We test each integer, squaring and multiplying by the integer until powers of integers repeat using the algorithm below.
\begin{align*}
0 &\implies 0^2 \equiv 0 \pmod{25} \equiv 0 \\
1 &\implies 1^2 \equiv 1 \pmod{25} \equiv 1 \\
2 &\implies 2^2 \equiv 4 \pmod{25} \equiv 4 \\
3 &\implies 3^2 \equiv 9 \pmod{25} \equiv 9 \\
4 &\implies 4^2 \equiv 16 \pmod{25} \equiv 16 \\
5 &\implies 5^2 \equiv 0 \pmod{25} \equiv 0 \\
6 &\implies 6^2 \equiv 1 \pmod{25} \equiv 1 \\
7 &\implies 7^2 \equiv 4 \pmod{25} \equiv 4 \\
8 &\implies 8^2 \equiv 9 \pmod{25} \equiv 9 \\
9 &\implies 9^2 \equiv 16 \pmod{25} \equiv 16 \\
10 &\implies 10^2 \equiv 0 \pmod{25} \equiv 0 \\
11 &\implies 11^2 \equiv 1 \pmod{25} \equiv 1 \\
12 &\implies 12^2 \equiv 4 \pmod{25} \equiv 4 \\
13 &\implies 13^2 \equiv 9 \pmod{25} \equiv 9 \\
14 &\implies 14^2 \equiv 16 \pmod{25} \equiv 16 \\
15 &\implies 15^2 \equiv 0 \pmod{25} \equiv 0 \\
16 &\implies 16^2 \equiv 1 \pmod{25} \equiv 1 \\
17 &\implies 17^2 \equiv 4 \pmod{25} \equiv 4 \\
18 &\implies 18^2 \equiv 9 \pmod{25} \equiv 9 \\
19 &\implies 19^2 \equiv 16 \pmod{25} \equiv 16 \\
20 &\implies 20^2 \equiv 0 \pmod{25} \equiv 0 \\
21 &\implies 21^2 \equiv 1 \pmod{25} \equiv 1 \\
22 &\implies 22^2 \equiv 4 \pmod{25} \equiv 4 \\
23 &\implies 23^2 \equiv 9 \pmod{25} \equiv 9 \\
24 &\implies 24^2 \equiv 16 \pmod{25} \equiv 16 \\
\end{align*}
Since $5^2 \equiv 0 \pmod{25}$, $10^2 \equiv 0 \pmod{25}$, $15^2 \equiv 0 \pmod{25}$, and $20^2 \equiv 0 \pmod{25}$, it follows that the set of residues generated by squaring numbers modulo $25$ is $\{0, 1, 4, 9, 16\}$.

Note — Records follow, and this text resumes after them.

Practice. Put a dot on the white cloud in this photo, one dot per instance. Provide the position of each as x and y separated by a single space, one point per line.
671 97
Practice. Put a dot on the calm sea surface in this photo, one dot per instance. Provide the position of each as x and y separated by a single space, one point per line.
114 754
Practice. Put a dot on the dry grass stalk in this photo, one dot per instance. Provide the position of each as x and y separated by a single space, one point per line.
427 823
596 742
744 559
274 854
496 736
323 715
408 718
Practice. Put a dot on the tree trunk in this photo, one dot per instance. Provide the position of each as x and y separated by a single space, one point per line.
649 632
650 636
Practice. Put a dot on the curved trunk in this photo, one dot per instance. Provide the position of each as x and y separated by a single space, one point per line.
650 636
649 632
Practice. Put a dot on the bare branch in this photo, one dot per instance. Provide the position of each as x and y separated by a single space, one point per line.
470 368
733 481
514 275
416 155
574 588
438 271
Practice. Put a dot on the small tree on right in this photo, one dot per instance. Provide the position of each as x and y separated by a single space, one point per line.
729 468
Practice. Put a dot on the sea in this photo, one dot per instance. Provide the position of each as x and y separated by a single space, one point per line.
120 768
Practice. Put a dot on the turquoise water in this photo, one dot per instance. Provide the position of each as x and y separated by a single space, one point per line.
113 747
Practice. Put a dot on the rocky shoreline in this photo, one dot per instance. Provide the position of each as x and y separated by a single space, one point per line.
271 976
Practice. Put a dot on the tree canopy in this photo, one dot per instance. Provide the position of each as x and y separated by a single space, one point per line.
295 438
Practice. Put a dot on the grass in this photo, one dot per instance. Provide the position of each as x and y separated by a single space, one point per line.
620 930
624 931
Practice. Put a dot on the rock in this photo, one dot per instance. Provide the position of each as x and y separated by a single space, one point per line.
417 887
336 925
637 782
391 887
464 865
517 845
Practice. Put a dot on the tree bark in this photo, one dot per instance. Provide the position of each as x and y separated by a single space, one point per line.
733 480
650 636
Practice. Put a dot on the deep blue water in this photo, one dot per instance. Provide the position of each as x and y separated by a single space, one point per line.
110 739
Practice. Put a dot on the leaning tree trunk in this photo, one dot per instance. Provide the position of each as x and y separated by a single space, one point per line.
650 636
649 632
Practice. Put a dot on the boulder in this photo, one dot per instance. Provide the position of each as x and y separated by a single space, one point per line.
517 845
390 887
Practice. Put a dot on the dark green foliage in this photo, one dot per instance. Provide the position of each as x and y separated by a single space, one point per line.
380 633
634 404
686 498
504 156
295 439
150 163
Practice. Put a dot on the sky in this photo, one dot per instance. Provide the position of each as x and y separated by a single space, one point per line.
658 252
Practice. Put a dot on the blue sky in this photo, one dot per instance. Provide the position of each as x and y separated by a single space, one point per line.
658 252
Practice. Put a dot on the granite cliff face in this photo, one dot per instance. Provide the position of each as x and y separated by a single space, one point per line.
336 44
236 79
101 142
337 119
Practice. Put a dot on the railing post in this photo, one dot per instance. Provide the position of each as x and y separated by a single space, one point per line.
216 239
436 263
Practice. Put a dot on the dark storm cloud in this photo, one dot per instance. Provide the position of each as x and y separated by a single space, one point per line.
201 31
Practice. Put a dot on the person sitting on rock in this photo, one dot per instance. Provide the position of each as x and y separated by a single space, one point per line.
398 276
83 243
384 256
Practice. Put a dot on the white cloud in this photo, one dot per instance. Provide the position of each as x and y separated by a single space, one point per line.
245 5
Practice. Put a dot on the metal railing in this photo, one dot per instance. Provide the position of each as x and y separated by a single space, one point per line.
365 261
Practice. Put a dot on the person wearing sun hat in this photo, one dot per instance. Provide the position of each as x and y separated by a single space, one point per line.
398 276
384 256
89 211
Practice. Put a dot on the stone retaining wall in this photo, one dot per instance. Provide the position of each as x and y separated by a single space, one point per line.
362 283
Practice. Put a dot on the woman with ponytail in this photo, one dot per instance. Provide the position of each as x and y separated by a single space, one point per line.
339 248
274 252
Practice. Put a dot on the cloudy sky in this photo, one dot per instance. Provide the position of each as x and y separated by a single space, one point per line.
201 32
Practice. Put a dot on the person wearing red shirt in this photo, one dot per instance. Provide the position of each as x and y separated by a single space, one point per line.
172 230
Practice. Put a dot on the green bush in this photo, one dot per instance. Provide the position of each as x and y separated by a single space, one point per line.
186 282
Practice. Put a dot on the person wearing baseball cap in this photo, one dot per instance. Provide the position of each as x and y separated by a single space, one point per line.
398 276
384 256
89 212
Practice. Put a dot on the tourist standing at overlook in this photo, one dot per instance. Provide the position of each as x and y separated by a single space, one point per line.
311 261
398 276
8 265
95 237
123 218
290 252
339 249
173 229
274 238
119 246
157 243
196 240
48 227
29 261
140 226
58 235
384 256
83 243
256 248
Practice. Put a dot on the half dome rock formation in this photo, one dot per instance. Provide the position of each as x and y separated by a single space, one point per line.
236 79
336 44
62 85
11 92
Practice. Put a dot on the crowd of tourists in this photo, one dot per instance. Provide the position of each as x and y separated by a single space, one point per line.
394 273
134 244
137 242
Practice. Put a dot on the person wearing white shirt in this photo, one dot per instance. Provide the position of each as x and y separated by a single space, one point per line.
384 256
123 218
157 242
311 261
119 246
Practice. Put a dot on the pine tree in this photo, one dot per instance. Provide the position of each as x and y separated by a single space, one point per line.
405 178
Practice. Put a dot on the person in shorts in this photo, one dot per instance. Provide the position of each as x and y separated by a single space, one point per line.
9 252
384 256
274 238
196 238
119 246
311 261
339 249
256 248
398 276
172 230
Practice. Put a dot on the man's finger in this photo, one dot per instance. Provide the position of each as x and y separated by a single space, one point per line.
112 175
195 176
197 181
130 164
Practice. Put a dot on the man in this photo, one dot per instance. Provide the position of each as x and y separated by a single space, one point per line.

We test each integer modulo $4$:
\begin{align*}
0 &\implies 0^3 \equiv 0 \pmod{4} \equiv 0 \\
1 &\implies 1^3 \equiv 1 \pmod{4} \equiv 1 \\
2 &\implies 2^3 \equiv 0 \pmod{4} \equiv 0 \\
3 &\implies 3^3 \equiv 1 \pmod{4} \equiv 1 \\
\end{align*}
Since $2^3 \equiv 0 \pmod{4}$, it follows that the set of residues generated by cubing numbers modulo $4$ is $\{0, 1\}$.

Thus, we need to find an integer that is congruent to $n \pmod{25}$ for $n \in \{0, 1, 4, 9, 16\}$ and is congruent to $n \pmod{4}$ for $n \in \{0, 1\}$.

We observe that $0$ is a solution, $1+25 = 26$ and $1 + 4 \cdot 25 = 101$ are solutions, $9 + 2 \cdot 25 = 59$ is a solution, $16 + 3 \cdot 25 = 91$ is a solution, and $4 + 15 \cdot 25 = 379$ is a solution.

Since $9$ is a solution, the smallest two-digit number whose cube ends with the original two-digit number is $\boxed{59}$.